Part 4. `dplyr`: `mutate()`, `group_by()`/`summarize()`/`across`

Materials from class on Wednesday, January 27, 2021

Class Video

Slides

Open the slides in a separate window: https://sph-r-programming.netlify.com/slides/04-dplyr-ggplot2-part2#1

Midterm will be assigned next week

For this week, identify 1 dataset from the tidytuesday datasets and identify a research question that you think can be answered by the data. Be curious!

Your dataset should have:

  • categorical variables
  • continuous variables

https://github.com/rfordatascience/tidytuesday

We will take part of next class doing short meetings to discuss the midterm and the datasets individually.

Post-Class

Please fill out the following survey and we will discuss the results during the next lecture. All responses will be anonymous.

  • Clearest Point: What was the most clear part of the lecture?
  • Muddiest Point: What was the most unclear part of the lecture to you?
  • Anything Else: Is there something you’d like me to know?

http://bit.ly/sph504_survey

Muddiest Points

How functions that we saw used with across() work, such as where() and start_with() (are they for across() only or do they work in other areas too?)

I don’t have more time to cover this in class, but I will show you how to get started with the tidyowl tutorial.

I’m still not clear why we create a factor.
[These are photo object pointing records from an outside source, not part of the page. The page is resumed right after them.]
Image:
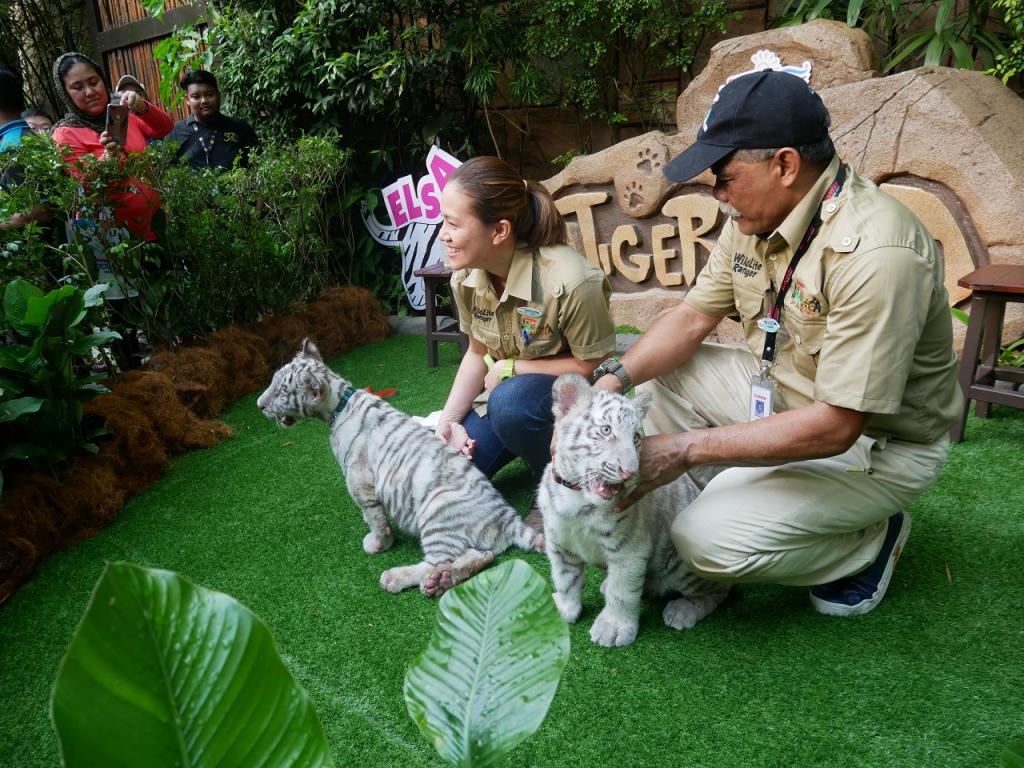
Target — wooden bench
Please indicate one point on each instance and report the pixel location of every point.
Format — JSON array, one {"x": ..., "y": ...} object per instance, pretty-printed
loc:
[
  {"x": 993, "y": 287},
  {"x": 435, "y": 276}
]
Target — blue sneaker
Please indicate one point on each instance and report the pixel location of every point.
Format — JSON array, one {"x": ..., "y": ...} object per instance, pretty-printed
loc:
[{"x": 858, "y": 594}]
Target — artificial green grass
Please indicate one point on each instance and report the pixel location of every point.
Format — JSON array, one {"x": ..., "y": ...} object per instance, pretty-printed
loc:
[{"x": 933, "y": 677}]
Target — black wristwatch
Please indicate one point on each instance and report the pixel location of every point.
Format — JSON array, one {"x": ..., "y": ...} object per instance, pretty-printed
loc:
[{"x": 611, "y": 366}]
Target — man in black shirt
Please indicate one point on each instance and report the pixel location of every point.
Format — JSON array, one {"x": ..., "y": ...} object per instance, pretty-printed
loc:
[{"x": 208, "y": 138}]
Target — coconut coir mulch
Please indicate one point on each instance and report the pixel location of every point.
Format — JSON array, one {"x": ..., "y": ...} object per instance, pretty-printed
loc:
[{"x": 164, "y": 410}]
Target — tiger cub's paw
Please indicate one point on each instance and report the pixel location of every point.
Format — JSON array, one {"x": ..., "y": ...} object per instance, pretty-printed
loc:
[
  {"x": 611, "y": 632},
  {"x": 437, "y": 582},
  {"x": 568, "y": 609}
]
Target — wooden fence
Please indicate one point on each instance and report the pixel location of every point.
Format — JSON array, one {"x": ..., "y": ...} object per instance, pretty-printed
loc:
[{"x": 124, "y": 35}]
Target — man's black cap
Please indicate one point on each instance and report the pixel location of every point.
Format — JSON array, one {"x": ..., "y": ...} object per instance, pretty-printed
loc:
[{"x": 761, "y": 111}]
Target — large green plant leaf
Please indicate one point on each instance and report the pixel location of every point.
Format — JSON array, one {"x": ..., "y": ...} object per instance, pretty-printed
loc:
[
  {"x": 15, "y": 304},
  {"x": 164, "y": 673},
  {"x": 57, "y": 311},
  {"x": 18, "y": 407},
  {"x": 486, "y": 679}
]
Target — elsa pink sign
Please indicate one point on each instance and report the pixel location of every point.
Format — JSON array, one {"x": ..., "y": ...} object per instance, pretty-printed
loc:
[{"x": 414, "y": 210}]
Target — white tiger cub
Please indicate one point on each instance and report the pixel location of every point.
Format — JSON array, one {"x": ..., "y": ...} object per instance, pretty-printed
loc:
[
  {"x": 395, "y": 468},
  {"x": 597, "y": 451}
]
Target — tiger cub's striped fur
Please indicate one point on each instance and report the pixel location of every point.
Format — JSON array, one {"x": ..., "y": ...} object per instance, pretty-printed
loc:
[
  {"x": 396, "y": 469},
  {"x": 597, "y": 450}
]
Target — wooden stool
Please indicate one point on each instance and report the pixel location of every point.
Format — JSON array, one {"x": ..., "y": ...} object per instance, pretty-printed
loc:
[
  {"x": 434, "y": 276},
  {"x": 993, "y": 286}
]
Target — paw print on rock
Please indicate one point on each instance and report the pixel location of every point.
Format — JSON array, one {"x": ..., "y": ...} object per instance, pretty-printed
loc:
[
  {"x": 649, "y": 161},
  {"x": 633, "y": 196}
]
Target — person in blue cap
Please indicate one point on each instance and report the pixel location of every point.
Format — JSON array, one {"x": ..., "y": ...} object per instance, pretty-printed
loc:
[{"x": 810, "y": 442}]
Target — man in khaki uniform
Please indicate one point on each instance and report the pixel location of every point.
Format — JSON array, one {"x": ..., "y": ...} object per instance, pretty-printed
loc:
[{"x": 838, "y": 416}]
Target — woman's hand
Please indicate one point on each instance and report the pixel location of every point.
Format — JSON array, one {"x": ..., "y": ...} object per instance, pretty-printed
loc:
[
  {"x": 494, "y": 377},
  {"x": 456, "y": 435},
  {"x": 134, "y": 102},
  {"x": 113, "y": 150}
]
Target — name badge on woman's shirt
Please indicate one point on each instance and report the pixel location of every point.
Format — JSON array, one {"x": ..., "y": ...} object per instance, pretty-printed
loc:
[{"x": 762, "y": 394}]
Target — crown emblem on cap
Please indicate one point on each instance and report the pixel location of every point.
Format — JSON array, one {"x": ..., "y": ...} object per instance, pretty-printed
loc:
[{"x": 765, "y": 59}]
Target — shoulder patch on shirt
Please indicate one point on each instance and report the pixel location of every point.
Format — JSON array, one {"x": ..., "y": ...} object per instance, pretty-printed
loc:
[
  {"x": 743, "y": 264},
  {"x": 806, "y": 303}
]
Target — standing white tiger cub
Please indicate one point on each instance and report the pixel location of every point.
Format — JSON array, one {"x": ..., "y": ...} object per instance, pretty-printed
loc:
[
  {"x": 396, "y": 468},
  {"x": 597, "y": 451}
]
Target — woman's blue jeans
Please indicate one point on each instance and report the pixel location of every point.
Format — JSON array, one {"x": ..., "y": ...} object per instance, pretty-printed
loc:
[{"x": 519, "y": 422}]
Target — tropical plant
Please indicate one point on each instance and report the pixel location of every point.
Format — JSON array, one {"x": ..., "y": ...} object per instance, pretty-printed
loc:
[
  {"x": 164, "y": 673},
  {"x": 254, "y": 240},
  {"x": 485, "y": 680},
  {"x": 1012, "y": 355},
  {"x": 1011, "y": 64},
  {"x": 958, "y": 36},
  {"x": 42, "y": 381},
  {"x": 604, "y": 52}
]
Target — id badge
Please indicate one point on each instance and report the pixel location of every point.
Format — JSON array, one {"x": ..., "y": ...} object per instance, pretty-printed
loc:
[{"x": 762, "y": 393}]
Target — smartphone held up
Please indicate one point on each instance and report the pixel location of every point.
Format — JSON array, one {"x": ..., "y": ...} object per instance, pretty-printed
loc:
[{"x": 117, "y": 120}]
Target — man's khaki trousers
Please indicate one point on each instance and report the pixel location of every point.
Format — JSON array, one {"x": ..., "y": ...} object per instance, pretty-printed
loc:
[{"x": 801, "y": 523}]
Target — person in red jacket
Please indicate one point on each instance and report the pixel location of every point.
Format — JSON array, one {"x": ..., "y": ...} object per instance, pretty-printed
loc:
[{"x": 84, "y": 90}]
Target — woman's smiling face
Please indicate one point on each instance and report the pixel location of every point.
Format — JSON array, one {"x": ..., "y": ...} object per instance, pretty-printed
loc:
[
  {"x": 471, "y": 244},
  {"x": 86, "y": 89}
]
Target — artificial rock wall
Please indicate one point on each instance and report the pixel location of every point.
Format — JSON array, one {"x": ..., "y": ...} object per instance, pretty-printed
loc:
[{"x": 944, "y": 141}]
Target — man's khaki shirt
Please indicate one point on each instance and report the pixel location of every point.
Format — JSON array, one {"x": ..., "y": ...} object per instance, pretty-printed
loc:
[
  {"x": 554, "y": 301},
  {"x": 865, "y": 322}
]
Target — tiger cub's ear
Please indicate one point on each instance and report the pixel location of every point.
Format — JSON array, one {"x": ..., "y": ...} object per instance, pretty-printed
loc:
[
  {"x": 568, "y": 391},
  {"x": 313, "y": 386}
]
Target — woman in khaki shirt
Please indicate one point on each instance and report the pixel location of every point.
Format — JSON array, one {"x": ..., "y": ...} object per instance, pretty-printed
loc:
[{"x": 531, "y": 306}]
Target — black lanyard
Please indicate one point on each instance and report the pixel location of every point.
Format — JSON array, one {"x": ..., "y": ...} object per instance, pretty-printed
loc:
[{"x": 773, "y": 313}]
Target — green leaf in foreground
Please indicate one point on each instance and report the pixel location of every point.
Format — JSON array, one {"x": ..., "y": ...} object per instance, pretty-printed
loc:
[
  {"x": 486, "y": 678},
  {"x": 164, "y": 673}
]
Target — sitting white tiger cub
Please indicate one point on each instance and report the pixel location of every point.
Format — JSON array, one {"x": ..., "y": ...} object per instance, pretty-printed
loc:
[
  {"x": 396, "y": 468},
  {"x": 596, "y": 452}
]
I did the gender code without factoring and the table was the same when I included the factoring code. Why would i add this work?

Stay tuned!

scale_x/y_continuous

I will try and come up with more examples. This is a very handy reference: http://www.sthda.com/english/wiki/ggplot2-axis-ticks-a-guide-to-customize-tick-marks-and-labels

I struggled a bit with case_when () function and understanding how it is used.

I have put together a few more examples and we will try to go over them in class.